AMD and Rackspace signed a definitive agreement on June 16 for the phased deployment of 30 megawatts of AI computing power across Rackspace's data centers from late 2026 through 2028. The announcement supercharged a rally that began with a May 7 preliminary deal and a 64% single-day earnings pop. But each deployment requires separate commercial agreements, and AMD has no obligation to approve any particular deployment. In other words, the headline number is aspirational, not guaranteed — meaning investors bid the stock up on a framework, not firm revenue.

  • Wall Street Says the Stock Is Worth Less Than Half Its Price

Based on 15 Wall Street analysts, RXT has a neutral consensus with a median price target of $2.50, ranging from $2.00 to $5.00. Even after the latest sell-off, shares sit more than 150% above that median. UBS raised its target to $5.50 while keeping a Neutral rating , the most generous on the Street — and still below today's price. That gap explains why profit-taking keeps accelerating.

  • The Balance Sheet Hasn't Caught Up to the Dream

RXT carries about $3.05 billion in long-term debt against only $93.6 million in cash.

Q1 2026 revenue was $678 million, up just 2%, with public cloud growing 7% while private cloud fell 6%.

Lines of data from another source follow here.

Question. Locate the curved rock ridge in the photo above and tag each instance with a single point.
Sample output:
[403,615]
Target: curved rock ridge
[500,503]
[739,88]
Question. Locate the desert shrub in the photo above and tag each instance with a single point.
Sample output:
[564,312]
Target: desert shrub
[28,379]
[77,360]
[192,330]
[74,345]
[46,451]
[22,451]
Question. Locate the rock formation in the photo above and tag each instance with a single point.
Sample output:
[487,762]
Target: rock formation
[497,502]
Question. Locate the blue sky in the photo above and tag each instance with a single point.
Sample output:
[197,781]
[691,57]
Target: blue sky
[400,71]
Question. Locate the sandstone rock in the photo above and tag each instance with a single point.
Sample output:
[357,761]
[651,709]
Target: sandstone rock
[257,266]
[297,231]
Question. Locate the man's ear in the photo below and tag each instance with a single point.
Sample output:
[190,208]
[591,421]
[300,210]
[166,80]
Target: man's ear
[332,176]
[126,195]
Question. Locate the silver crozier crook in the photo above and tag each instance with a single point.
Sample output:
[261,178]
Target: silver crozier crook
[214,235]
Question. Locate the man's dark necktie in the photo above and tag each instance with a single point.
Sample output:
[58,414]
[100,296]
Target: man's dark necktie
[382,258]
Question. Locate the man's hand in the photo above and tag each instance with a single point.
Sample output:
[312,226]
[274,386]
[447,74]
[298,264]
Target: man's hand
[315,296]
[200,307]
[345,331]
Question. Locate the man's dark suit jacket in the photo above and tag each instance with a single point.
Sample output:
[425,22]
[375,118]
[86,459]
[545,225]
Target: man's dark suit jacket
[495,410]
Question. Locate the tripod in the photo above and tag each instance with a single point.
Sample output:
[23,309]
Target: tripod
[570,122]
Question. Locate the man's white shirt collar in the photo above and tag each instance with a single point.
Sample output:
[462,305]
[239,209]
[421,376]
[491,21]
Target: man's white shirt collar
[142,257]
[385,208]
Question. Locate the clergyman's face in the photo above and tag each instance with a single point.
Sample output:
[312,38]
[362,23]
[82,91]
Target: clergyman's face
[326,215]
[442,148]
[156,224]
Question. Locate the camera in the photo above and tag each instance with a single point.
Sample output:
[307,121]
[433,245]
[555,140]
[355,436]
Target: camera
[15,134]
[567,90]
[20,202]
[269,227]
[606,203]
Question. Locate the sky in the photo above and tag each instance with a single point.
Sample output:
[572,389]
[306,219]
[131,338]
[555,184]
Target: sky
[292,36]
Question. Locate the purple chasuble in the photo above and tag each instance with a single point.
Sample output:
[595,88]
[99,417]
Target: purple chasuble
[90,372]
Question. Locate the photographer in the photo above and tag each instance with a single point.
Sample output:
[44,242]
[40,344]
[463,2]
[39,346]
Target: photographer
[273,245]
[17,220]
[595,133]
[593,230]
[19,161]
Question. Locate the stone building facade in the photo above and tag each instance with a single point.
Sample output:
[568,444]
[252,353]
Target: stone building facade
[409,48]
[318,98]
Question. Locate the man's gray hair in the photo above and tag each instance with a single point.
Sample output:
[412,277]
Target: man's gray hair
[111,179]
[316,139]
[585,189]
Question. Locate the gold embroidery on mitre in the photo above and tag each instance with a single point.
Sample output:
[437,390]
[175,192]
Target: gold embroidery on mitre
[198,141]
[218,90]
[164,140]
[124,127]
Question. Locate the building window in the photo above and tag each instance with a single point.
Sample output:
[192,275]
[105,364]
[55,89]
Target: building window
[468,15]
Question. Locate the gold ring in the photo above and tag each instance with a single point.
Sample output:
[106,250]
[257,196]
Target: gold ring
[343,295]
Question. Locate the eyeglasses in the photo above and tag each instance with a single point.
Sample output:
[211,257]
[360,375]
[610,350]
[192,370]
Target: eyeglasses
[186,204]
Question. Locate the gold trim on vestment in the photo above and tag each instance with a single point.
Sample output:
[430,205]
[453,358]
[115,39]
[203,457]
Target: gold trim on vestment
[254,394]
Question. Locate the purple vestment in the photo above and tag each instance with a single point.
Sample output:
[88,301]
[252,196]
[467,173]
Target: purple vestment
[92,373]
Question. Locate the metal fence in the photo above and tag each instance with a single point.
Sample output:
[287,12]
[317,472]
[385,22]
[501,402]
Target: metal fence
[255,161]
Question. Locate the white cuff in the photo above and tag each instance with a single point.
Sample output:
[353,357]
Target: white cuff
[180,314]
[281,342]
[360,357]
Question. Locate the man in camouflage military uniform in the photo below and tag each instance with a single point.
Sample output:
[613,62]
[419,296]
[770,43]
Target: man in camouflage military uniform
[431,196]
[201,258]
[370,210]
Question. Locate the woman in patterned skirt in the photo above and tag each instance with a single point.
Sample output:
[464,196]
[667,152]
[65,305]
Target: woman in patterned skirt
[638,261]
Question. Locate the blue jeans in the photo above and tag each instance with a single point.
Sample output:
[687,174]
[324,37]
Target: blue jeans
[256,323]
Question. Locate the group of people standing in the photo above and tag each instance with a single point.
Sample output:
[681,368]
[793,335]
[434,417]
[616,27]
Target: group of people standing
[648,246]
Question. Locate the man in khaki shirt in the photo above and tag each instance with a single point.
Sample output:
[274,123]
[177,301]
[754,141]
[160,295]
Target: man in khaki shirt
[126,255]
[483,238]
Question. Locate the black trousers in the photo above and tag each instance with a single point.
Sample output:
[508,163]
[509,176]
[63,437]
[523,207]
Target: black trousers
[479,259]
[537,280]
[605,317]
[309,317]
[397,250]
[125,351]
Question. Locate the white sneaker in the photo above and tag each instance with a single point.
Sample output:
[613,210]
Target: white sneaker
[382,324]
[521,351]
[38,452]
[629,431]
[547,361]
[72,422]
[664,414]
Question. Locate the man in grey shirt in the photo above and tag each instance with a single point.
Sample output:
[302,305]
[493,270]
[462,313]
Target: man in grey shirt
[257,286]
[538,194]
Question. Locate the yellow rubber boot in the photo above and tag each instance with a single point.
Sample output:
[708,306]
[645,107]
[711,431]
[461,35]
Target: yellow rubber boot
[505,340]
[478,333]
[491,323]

Net income turned positive at $8 million, compared with a $72 million loss a year ago — progress, but paper-thin for a company with a $1.8 billion market cap and enterprise value near $4.9 billion.

  • Short-Squeeze Mechanics Are Now Working in Reverse

Short interest rose to 21.92 million shares before the squeeze, putting roughly 19.65% of available shares in bearish bets.

Now that the initial wave of forced buying has dried up, organic institutional demand has not been strong enough to support the inflated valuation. With the next earnings report not due until August 11, there is no near-term catalyst to reignite momentum — and plenty of room for the stock to keep drifting toward analyst targets as reality reasserts itself.